Through this project we will overcome the limits of current technologies by employing state-of-the-art open source machine learning techniques capable of learning to recognize the symbols of the various Romanian transitional scripts. In addition, to ease the effort of modern researchers we will produce text documents transliterated in the modern Romanian Latin script as well as an online service that scholars can use to automatically transliterate their 19th century texts. For that we will rely on the Tesseract software and train from a diverse range of 19th-century texts an accurate AI model that can be used to recognize characters in the transitional scripts.
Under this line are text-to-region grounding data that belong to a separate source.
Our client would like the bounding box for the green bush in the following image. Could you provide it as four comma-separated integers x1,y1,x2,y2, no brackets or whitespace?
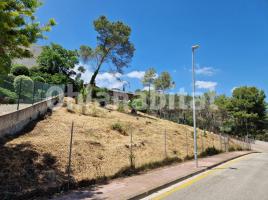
200,147,221,157
50,73,68,84
117,102,126,112
129,98,146,111
14,75,33,101
111,122,128,135
0,74,15,91
10,65,30,76
0,87,17,103
92,87,109,99
32,76,46,83
255,133,268,142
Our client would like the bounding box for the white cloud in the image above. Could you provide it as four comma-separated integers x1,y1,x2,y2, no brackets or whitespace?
231,87,238,93
75,64,125,89
195,67,216,76
143,86,155,91
126,71,145,79
96,72,124,89
196,81,217,91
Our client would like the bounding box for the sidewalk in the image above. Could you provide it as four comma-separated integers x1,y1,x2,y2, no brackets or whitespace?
54,151,253,200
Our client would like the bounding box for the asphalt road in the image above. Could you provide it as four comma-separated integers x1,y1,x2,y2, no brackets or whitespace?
146,152,268,200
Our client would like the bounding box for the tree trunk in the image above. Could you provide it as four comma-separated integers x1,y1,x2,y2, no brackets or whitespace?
89,48,111,86
89,65,101,86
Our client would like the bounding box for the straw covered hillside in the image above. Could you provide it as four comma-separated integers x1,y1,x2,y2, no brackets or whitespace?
0,101,242,197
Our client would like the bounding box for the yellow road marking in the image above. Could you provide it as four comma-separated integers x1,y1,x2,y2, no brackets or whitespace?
152,154,252,200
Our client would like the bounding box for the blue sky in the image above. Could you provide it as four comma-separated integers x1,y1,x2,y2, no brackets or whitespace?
36,0,268,96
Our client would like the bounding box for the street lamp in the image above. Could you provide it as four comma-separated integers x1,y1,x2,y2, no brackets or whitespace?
192,44,199,168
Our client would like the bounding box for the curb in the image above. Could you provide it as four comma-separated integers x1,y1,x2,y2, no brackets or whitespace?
129,151,256,200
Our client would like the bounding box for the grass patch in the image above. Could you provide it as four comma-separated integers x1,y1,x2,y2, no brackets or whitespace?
113,157,182,178
200,147,222,157
117,102,126,112
111,122,128,136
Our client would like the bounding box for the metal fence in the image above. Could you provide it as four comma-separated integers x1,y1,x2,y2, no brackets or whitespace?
0,75,64,115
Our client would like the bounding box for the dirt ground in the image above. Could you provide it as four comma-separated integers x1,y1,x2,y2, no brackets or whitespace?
0,103,242,197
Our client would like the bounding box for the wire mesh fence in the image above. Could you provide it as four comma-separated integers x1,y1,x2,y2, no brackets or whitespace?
0,75,64,115
0,99,253,198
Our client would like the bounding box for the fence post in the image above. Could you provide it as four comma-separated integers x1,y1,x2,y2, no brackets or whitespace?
224,135,227,152
17,78,22,110
186,132,189,157
41,84,44,101
32,82,35,105
212,133,215,147
201,130,204,153
68,121,74,190
130,129,135,168
164,128,167,158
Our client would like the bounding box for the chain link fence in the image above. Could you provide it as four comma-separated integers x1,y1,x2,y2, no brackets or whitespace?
0,75,64,115
0,98,253,198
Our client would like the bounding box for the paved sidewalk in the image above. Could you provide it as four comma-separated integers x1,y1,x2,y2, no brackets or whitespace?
54,151,253,200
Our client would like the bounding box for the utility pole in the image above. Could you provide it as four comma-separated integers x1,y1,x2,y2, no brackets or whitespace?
192,45,199,168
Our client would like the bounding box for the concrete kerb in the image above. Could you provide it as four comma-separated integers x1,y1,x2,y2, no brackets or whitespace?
129,151,256,200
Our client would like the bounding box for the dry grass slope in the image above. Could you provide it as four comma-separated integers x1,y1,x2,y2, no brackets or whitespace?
0,102,242,198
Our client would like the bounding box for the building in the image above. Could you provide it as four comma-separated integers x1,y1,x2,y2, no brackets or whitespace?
12,45,42,68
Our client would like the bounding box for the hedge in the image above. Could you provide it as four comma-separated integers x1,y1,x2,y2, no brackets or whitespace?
10,65,30,76
0,87,17,104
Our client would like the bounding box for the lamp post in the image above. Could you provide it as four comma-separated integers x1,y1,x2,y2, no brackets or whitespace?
192,44,199,168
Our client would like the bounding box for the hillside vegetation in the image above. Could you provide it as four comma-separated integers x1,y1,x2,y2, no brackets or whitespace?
0,102,243,198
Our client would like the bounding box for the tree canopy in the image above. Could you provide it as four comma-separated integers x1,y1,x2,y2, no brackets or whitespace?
142,68,157,87
229,86,266,136
154,71,174,92
28,43,81,87
80,16,135,86
37,43,79,76
0,0,56,74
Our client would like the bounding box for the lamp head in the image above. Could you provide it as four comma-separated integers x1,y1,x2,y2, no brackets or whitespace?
192,45,200,50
Its validation and the text transliteration will be performed on a distinct set of 19th-century documents. The entire workflow will be automated and exposed as a demo web application validated in lab conditions.

Aim

The project aim is to offer a working solution for transliterating (by phonetic transcription) the 19th-century Romanian Transitional Script (RTS) into the modern latin alphabet.

Duration

1st July 2022 - 30th June 2024

Expected outcomes

A machine learning-based (ML) learning model for to converting scanned images of Romanian texts written in the transitional script into text using the modern Latin script.
A proof of concept online platform where scholars can upload their scanned documents and retrieve a transliterated document in MS Word format.

Dissemination

Scientific Seminar Talk (Computer Science Dept. - West University of Timisoara Romania), January 25, 2023.
Our abstract Enabling Interdisciplinary Learning and Research through AI-driven Transliteration of Historical Documents by our team members Simina Frincu and Manuela Zanescu has been accepted for presentation at the 2023 21st Conference on New Directions in Humanities - Literary landscapes: Forms of knowledge in the Humanities
Our paper Challenges and Solutions in Transliterating 19th Century Romanian Texts from the Transitional to the Latin Script has been accepted at the 2023 Conference on Language Data and Knowledge (LDK). Included in the CORE list.
The dataset used for training our models available on kaggle.com
Our paper Comparing ML OCR Engines on Texts from 19th Century Written in the Romanian Transitional Script has been accepted at the 2023 IEEE Big Data Conference (Core B).
Our paper Enabling Interdisciplinary Learning and Research Through AI Driven Transliteration of Historical Documents: A Case Study Proposal from Digital Humanities by our team members Simina Frincu and Marc Frincu has been accepted for publication in the The International Journal of Humanities Education.
Our results were presented at the BCUT Workshop on the use of AI in libraries by Manuela Zanescu and Simina Frincu, April 25, 2024.

Publications

M. Frincu, S. Frincu, M. Penteliuc, Challenges and Solutions in Transliterating 19th Century Romanian Texts from the Transitional to the Latin Script, Procs. LDK 2023, pp. 226-231.
M. Frincu, M. Penteliuc, S. Frincu, M. Zanescu, G. Bran, Comparing ML OCR Engines on Texts from 19th Century Written in the Romanian Transitional Script, Procs. IEEE BigData.
S. Frincu, M Frincu, Enabling Interdisciplinary Learning and Research Through AI Driven Transliteration of Historical Documents: A Case Study Proposal from Digital Humanities, The International Journal of Humanities Education (accepted in print).

Technical reports

Three annual tehnical reports (2022, 2023, 2024) and a final project report have been submitted to the contracting authority.